After the owner of the house provided Johnny with some tight-fitting but dry clothing, the band continued to play. Somewhat embarrassed about his role in the rescue, the boy’s father came over to Johnny and said, “Why don’t you send me your cleaning bill?” Johnny, incensed at the father’s evident priorities, replied stonily, “No, I don’t charge for saving lives!”


Down Philadelphia way, Drummer Jim Miller occasionally works in a jazz trio at a steakhouse in suburban King of Prussia. The place is laid out in a large L-shape and the trio performs in the boisterous Sports Bar, around the corner and down a hallway from the main dining room. To pacify management, they play unamplified and Jim uses brushes instead of sticks. But even though they were playing especially softly on the first set one night, the manager informed Jim that the drums were too loud. Jim told him the trio could barely hear each other over the din of the sports fans in the bar, but the manager said customers in the dining room were complaining. When Jim suggested that it was difficult for him to believe that the drums could be heard at all in there, the manager insisted that he come and listen for himself. Drummer Jim followed him, to the delight of the other two musicians. In the dining room, the manager folded his arms and demanded, “Well?” Jim, straining to keep a straight face, said, “Honestly, I can’t hear the drums at all.”

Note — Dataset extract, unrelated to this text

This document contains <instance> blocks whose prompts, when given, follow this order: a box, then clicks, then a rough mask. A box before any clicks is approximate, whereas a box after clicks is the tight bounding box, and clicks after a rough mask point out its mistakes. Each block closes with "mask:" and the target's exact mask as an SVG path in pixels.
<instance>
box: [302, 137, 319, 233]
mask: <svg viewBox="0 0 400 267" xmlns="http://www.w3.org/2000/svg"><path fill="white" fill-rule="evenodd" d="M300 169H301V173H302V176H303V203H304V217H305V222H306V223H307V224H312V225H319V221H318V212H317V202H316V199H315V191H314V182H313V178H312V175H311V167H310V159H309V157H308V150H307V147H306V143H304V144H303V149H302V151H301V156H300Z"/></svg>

Herb Gardner sent me a copy of an ad from the Contoocook Valley School District in Peterborough, New Hampshire, announcing an opening for a grade 5-8 music and band teacher at their South Meadow School. The line that appealed to Herb was: “Candidates need to be energetic, possess a sense of humor, be committed to young adolescents, and be certified or certifiable.” Usually, it’s after teaching grades 5-8 for a while that teachers become certifiable.


While I was chatting on the phone recently with drummer Winston Welch, my old section mate in the Claude Thornhill orchestra back in the 1950s, Winston recalled a December night before I joined the band, when they were playing in New York City. Several bandmembers, including tenor player Al Thomson, were lined up at the bar at Junior’s, one of the musicians’ filling stations on West 52nd Street near Roseland. Fully aware of Al’s tendency to overindulge, Kurt Bloom, Claude’s road manager, said, “Be careful, Al, it’s New Year’s Eve.” Al dismissed Kurt with a wave of his hand. “What the hell,” he said, “I made it all year, didn’t I?”


Reed man Mark Lopeman had an auto accident while returning from a gig in Princeton last June. He was rear-ended by another car, spun into a wall, and his car was totaled. Fortunately, he only sustained a couple of bruises, and his horns were okay except for a small dent in his baritone sax – but he was in shock when a car full of musicians from the same gig saw him and stopped to help. Dave Belts, Chris Byars and Dave Glasser helped him get his horns out of the car and gave him a ride back to the city. Mark lives in Westchester and Glasser, a Manhattanite, asked him, “Do you want to crash at my pad tonight?” Mark ruefully replied, “Thanks, I already crashed.”


Jules Lavan, who used to conduct the band at the Steel Pier in Atlantic City and who also conducted for Paul Anka, now lives in retirement in Desert Hot Springs, California. There is a piano in the lunch area where he lives, which he plays to keep his hands in shape. While he was playing one day, a guy came up to him and said, “I’m a washboard player, and I’d like to accompany you. Would that be all right?” Jules emphatically said no, and then added, “But after I’m through here, you can follow me home and do my laundry.”


Pete Brush called my attention to a weekly column in Parade magazine in which Marilyn Vos Savant responds to letters from readers on a wide variety of subjects. Last June she listed some questions that she had received over time that were unanswerable. The one Pete liked was from S. P. in Huntsville, Alabama: Do you believe in the big band theory?